Busdriver : « Le clip de ce morceau est phénoménal. Pour moi, Odd Future Wolf Gang est l’amalgame de plusieurs groupes de Los Angeles : tu prends Customer Service, tu prends Subtitle, tu y ajoutes une bonne dose d’intelligence web et pas mal de culture skate, alors tu obtiens Odd Future. Tyler, The Creator est clairement un businessman très brillant dans la façon dont il a organisé son groupe et leurs projets. Et puis c’est un faiseur de musique très créatif. Il a crée une esthétique complète. Ses morceaux sont meilleurs que la somme des éléments qui les composent : niveau rap, ça va pas forcément être dingue, le beat sera étrange, l’effet sur le refrain sera imparfait, mais si tu mets tout ensemble ça crée un univers à part entière. La seule chose que je crains, c’est qu’avec tout la hype qu’il y a autour d’eux maintenant, ils risquent de ne plus être pris au sérieux l’année prochaine. Le buzz est beaucoup trop exagéré, parce qu’ils ne sont pas si bons que ça. Je ne dis pas qu’ils sont nuls, car je pense vraiment qu’ils sont très doués, mais pas à ce point. Et puis, en vrai, tu sais ce qui m’embête ? Je n’aime pas trop tous ces trucs autour du viol. Je comprends le truc, mais c’est un peu trop poisseux pour moi. Ça doit être parce que je n’aime pas blesser ni exploiter l’autre. J’espère qu’ils ne vont pas se brûler les ailes trop vite.

3 Melancholy Gipsys - « Sunsprayed » (1996)

Busdriver : « Ellay Khule s’était embrouillé avec un groupe appelé Log Cabin, qui est le collectif dont 3 Melancholy Gipsys sont issus. On avait enregistré un morceau-clash contre eux qui s’appelait… Comment ça s’appelait déjà ? Bref, c’était un morceau-clash, du genre « Vous êtes nuls, vous avez pompé le style à Ellay Khule… » – ce qu’ils avaient vraiment fait, d’ailleurs. En fait, ils ont pris le style d’Ellay Khule, mais ils l’ont emmené ailleurs, et ils l’ont vraiment très bien fait, peut-être mieux qu’Ellay lui-même. A l’époque, quand tu faisais partie du Project Blowed dans l’après Good Life, tu avais toujours la fierté d’être le meilleur du monde, surtout pendant les années 90. On est les meilleurs, personne ne peut nous atteindre, et que tout le monde meurt ! C’est dans ce cadre-là que j’ai découvert 3 Melancholy Gispsys. Ensuite j’ai tourné avec les Living Legends et je les ai souvent vu jouer ce morceau en concert. Dans ce titre, il y a beaucoup d’énergie, et aussi énormément de cet esprit LA de l’époque. Pour moi, Eligh était l’un des rappeurs les plus doués pour son âge.

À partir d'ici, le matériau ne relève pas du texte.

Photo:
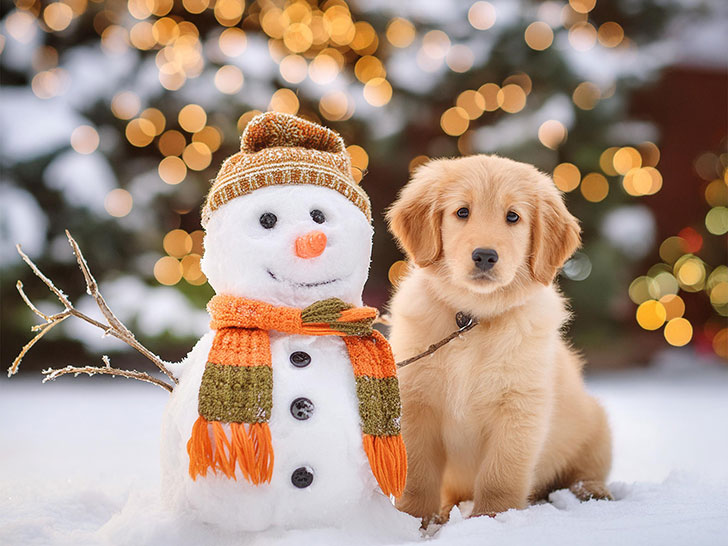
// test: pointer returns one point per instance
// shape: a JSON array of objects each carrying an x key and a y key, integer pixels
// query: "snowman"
[{"x": 287, "y": 412}]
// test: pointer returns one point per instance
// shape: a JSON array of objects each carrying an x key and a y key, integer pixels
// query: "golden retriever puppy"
[{"x": 501, "y": 416}]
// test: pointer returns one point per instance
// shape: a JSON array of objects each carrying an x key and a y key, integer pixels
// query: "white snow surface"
[{"x": 80, "y": 465}]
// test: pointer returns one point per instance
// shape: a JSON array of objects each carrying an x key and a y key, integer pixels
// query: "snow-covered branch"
[{"x": 113, "y": 327}]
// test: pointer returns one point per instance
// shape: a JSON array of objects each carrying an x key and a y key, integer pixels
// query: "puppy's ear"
[
  {"x": 555, "y": 234},
  {"x": 415, "y": 217}
]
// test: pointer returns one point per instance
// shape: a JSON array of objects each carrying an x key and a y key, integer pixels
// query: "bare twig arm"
[
  {"x": 117, "y": 327},
  {"x": 114, "y": 327},
  {"x": 435, "y": 346},
  {"x": 51, "y": 374}
]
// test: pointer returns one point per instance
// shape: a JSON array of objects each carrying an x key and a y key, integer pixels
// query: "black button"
[
  {"x": 300, "y": 359},
  {"x": 302, "y": 408},
  {"x": 302, "y": 477}
]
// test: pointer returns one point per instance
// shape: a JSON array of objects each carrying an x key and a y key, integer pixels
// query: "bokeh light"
[
  {"x": 678, "y": 332},
  {"x": 84, "y": 139},
  {"x": 552, "y": 133},
  {"x": 192, "y": 118},
  {"x": 400, "y": 32},
  {"x": 168, "y": 270},
  {"x": 566, "y": 176},
  {"x": 284, "y": 100},
  {"x": 454, "y": 121},
  {"x": 482, "y": 15},
  {"x": 651, "y": 315},
  {"x": 397, "y": 271},
  {"x": 511, "y": 98},
  {"x": 172, "y": 170},
  {"x": 586, "y": 95},
  {"x": 539, "y": 36}
]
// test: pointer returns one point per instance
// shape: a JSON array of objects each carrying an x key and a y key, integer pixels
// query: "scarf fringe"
[
  {"x": 250, "y": 450},
  {"x": 388, "y": 461}
]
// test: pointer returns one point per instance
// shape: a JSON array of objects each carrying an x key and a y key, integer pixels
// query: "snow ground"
[{"x": 79, "y": 465}]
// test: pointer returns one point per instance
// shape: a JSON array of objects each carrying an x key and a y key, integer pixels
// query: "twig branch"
[
  {"x": 435, "y": 346},
  {"x": 51, "y": 374},
  {"x": 114, "y": 327}
]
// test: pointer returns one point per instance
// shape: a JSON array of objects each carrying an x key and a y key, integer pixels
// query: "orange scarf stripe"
[
  {"x": 388, "y": 461},
  {"x": 371, "y": 359},
  {"x": 229, "y": 348},
  {"x": 242, "y": 340},
  {"x": 233, "y": 312}
]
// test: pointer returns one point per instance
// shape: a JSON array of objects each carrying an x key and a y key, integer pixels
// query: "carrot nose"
[{"x": 311, "y": 245}]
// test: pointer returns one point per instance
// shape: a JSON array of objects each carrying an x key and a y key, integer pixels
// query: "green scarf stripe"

Il n’avait que 16 ans à l’époque de ce truc avec Log Cabin. Si tu réécoutes les morceaux, le mec est vraiment sur une autre planète. Il était créatif et fou et sans aucune limite. Même si j’en ai un peu perdu la trace, j’aime beaucoup cette époque des 3 Melancholy Gipsys. « 

Lil B « I’m God » (2009)

Busdriver : « Lil B, le Based God ! Je ne sais rien sur lui. D’ailleurs, il y a un de ses fans qui m’a harcelé sur le net ce matin. C’était dingue. Le mec m’a sorti tout un tas de trucs très méchants, c’était assez touchant ! Mais Lil B, à lui seul, est un phénomène. Ce n’est presque pas une histoire de musique, plutôt un culte de la personnalité. J’aime beaucoup ce qu’il a fait avec The Pack, son ancien groupe. Eux aussi sont des précurseurs pour Odd Future. Pas entièrement, mais un peu quand même. Lil B est toujours une énigme pour moi, et quelque part je préfère qu’il en soit ainsi. Je n’arrive pas à comprendre comment il fait pour enregistrer autant de musique, mais je comprends l’attraction qu’il provoque. Son message est très consistent, il n’en dévie jamais d’un iota. Il y a une spiritualité rattachée à son éthique de travail : tout ce délire autour du « Based God », tous ces freestyles, « Je suis BASED, je me réveille le matin, je rappe et je suis BASED… » C’est bizarre, ça ressemble presque à la scientologie : un véritable système de croyance avec un modèle économique à l’intérieur. Ça lui permet d’arroser le net de lui-même. Combien de pages Myspace il avait, à un moment ? Je crois qu’il en avait crée 200, avec 4/5 morceaux différents sur chacun d’entre elles. C’est incroyable. Il se lève, il rappe, il met en ligne ses trucs et des filles se font tatouer son nom. Je n’y comprends rien, mais c’est phénoménal. »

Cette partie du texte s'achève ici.